Intradomain insertions
Loops are present within domains as well, usually on the surface between two secondary structure elements. From the point of view of a protein engineer seeking to insert protease cut sites, purification tags, or domains, known loops tolerant of significant changes to their composition and/or length were catalogued; thus, repetitive elements that alter secondary structures or undefined structures were not considered (Figure 4, Table II).
AT region [including FSD, n=949): Most of the observed insertions (19/34) were before the first β-strand or after the last β-strand of AT, in the FSD [especially α1-α2 (8) and α3-β3 (10), but also β3-β4 (5) and the loop following η4 (4)]. Within the AT domain, the loops that tolerated the most insertions are α10-β7 (3) and α15-β12 (3).
DH [n=599]: The longest loop, β9-β10, is also the most frequently inserted (16 instances, including a GT dipeptide repeated 20 times in the cyclizidine PKS). The next most frequently inserted loop is η5-β14 (6), adjacent to the active site.
KR region of β-modules [including the dimerization element (DE), n=279]: None of the 3-helix DE, present in 77% of the β-modules, contain insertions [27]. Although KRs and KRc are similarly sized, KRs contains significantly more insertions (19 vs. 2), with β3-α5 (5) and η1-β6 (5) being the most frequently inserted loops.
KR from γ- and δ-modules [n=599]: Even with the region upstream of α2 in KRs not being analyzed due to low sequence conservation, KRs contains more insertions than KRc (18 vs. 4). The most frequently inserted loop of KRc is α6-β6 (2).
ER [n=158]: Each of the 4 observed insertions are located in the N-terminal portion of the substrate-binding subdomain.
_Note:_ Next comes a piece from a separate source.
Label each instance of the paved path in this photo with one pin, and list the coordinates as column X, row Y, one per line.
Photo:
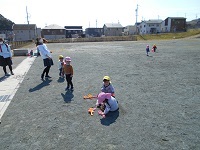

ACP [n=949]: No insertions were observed within this 100-residue, helical domain. This analysis includes α1 (often referred to as “helix 0”), which is rarely absent[26].
DDs [n=388]: Most of the docking domain motifs,CDD and NDD, could be grouped into Class 1a (n=226), Class 1b (n=63), or Class 2 (n=70) (Supplementary Figures 9-11)[7]. No insertions were observed in the Class 2 docking motifs. The majority of the insertions in Class 1a and Class 1bCDDs were immediately upstream of the terminal helix (8/12 and 4/6). The only NDDs that possess insertions at their upstream end belong to Class 1a (3).
KS [n=949]: Two insertions were observed, both in β13-β14, the most downstream loop.